Устрялов вдруг прервался на восклицательном знаке и посмотрел на американца с неожиданным удивлением. Что он там пишет, как будто понимает все, что я ему говорю? Кто из них вообще может это постичь, невнятицу срединной земли, перемешанного за пятнадцать веков народа? Всякий раз приходится обрывать себя на экзальтированной ноте. Сколько раз твердил себе – держись британских правил. Understatement – вот краеугольный камень их устойчивости. Он кашлянул:
– Что касается ОГПУ, или, как вы это называете, тайной полиции… Как вы думаете, еще четыре года назад смог бы эмигрантский историк разъезжать по Москве с иностранным журналистом в машине Наркоминдела?
– Значит, вы не боитесь? – спросил Рестон с прямотой квотербека, посылающего мяч через полполя в зону противника.
Машина тем временем уже проехала всю Никольскую и остановилась там, где ее, очевидно, просили остановить заранее, возле вычурного фасада Верхних торговых рядов. Здесь профессор Устрялов и американец Тоунсенд Рестон, представляющий влиятельную газету «Чикаго Трибюн», покинули экипаж и далее проследовали пешком по направлению к Красной площади. Напрягая слух, шофер еще некоторое время мог слышать высокий голос «сменовеховца»: «…Разумеется, я понимаю, что мое положение до крайности двусмысленно, – в кругах эмиграции многие считают меня едва ли не чекистом, а в Москве вот Бухарин на днях объявил…»
Дальнейшее было покрыто гулом хлопотливой столицы.
Едва лишь две фигуры в английских пальто скрылись из виду, к «Паккарду» подошел некто в мерлушковой шапке, субъект с усиками из той породы, что до революции назывались «гороховыми» и не изменились с той поры ни на йоту.
– Ну что, механик, о чем буржуи договаривались? – обратился он к шоферу.
Шофер устало потер ладонью глаза и только после этого посмотрел на обратившегося, да так посмотрел, что шпик сразу же осел, тут же сообразил, что перед ним и не шофер вовсе.

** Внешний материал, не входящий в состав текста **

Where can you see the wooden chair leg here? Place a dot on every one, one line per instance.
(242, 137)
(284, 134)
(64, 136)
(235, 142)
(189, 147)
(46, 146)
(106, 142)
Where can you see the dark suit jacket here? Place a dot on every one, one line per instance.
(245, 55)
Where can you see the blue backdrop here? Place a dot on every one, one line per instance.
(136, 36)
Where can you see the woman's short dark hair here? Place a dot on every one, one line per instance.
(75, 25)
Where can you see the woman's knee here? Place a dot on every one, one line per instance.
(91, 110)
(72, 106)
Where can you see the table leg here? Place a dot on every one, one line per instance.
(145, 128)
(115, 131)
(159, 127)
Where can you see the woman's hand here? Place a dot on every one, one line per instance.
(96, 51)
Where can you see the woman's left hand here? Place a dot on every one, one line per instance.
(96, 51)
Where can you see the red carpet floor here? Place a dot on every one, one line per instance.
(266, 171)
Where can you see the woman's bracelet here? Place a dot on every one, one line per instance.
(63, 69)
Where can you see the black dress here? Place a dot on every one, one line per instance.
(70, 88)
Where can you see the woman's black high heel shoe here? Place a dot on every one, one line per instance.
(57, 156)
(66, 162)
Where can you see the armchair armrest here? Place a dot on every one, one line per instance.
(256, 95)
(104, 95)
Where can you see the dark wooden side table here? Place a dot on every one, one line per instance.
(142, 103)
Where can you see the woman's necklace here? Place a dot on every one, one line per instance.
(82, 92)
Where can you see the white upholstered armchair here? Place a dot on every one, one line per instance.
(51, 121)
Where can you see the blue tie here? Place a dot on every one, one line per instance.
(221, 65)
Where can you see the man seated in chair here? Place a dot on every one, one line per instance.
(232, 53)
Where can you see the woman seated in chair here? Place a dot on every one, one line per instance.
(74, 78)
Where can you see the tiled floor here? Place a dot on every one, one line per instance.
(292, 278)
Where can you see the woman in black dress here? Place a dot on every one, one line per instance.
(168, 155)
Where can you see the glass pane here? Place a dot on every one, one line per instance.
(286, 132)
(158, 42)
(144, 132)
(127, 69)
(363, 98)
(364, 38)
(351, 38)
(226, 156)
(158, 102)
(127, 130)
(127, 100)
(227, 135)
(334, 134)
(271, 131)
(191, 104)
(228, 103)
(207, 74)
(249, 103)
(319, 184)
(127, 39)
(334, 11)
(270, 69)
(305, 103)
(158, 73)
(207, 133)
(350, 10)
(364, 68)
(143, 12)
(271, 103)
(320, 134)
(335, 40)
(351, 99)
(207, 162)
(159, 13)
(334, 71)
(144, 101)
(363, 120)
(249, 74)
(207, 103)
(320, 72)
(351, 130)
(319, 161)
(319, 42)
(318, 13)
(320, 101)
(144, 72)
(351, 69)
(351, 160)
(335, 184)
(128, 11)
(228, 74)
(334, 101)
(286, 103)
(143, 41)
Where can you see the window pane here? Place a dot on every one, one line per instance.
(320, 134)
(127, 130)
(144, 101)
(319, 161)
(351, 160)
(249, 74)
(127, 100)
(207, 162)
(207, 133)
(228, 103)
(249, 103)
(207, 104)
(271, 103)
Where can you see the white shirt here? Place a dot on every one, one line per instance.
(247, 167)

– Уж не думаете ли вы, любезнейший, что я вам буду переводить с английского?
Вдруг над Верхними торговыми рядами и над запруженными улицами старого Китай-города полетели «белые мухи», первый, пока еще легкий и бодрящий, снегопад осени 1925 года.
Между тем молодые командиры, чья внешность навела двух джентльменов из пролога, которые, очевидно, больше и не появятся в пространстве романа, на столь серьезные размышления, все еще продолжали беседовать у подъезда аптеки Феррейна.
Комбриг Никита Градов и комполка Вадим Вуйнович были ровесниками и к моменту начала повествования достигли двадцати пяти лет, имея за плечами несметное число диких побоищ Гражданской войны, то есть они были по тогдашним меркам вполне зрелыми мужчинами.
Градов служил в штабе командующего Западным военным округом командарма Тухачевского, Вуйнович занимал должность «состоящего для особо важных поручений при Реввоенсовете», то есть был одним из главных адъютантов наркомвоенмора Фрунзе. Друзья не виделись несколько месяцев. Градов, коренной москвич, по долгу службы обитал в Минске, тогда как уралец Вуйнович после назначения в Реввоенсовет заделался настоящим столичным жителем. Эта превратность судьбы немало его забавляла и давала повод посмеяться над Никитой. Прогуливаясь с другом по Москве, он подмечал театральные афиши и как бы мимоходом заводил разговор о премьерах, а потом как бы спохватывался: «Ах да, у вас в Минске об этом еще не слышали, эх, провинция…» – и далее в этом духе, словом, вполне добродушный и даже любовный эпатаж.
Впрочем, о театрах эти молодые люди в буденовках говорили мало: разговор их то и дело уходил к более серьезным темам; это были серьезные молодые люди в чинах, каких в старой армии нельзя было достичь, не преодолев сорокалетнего рубежа.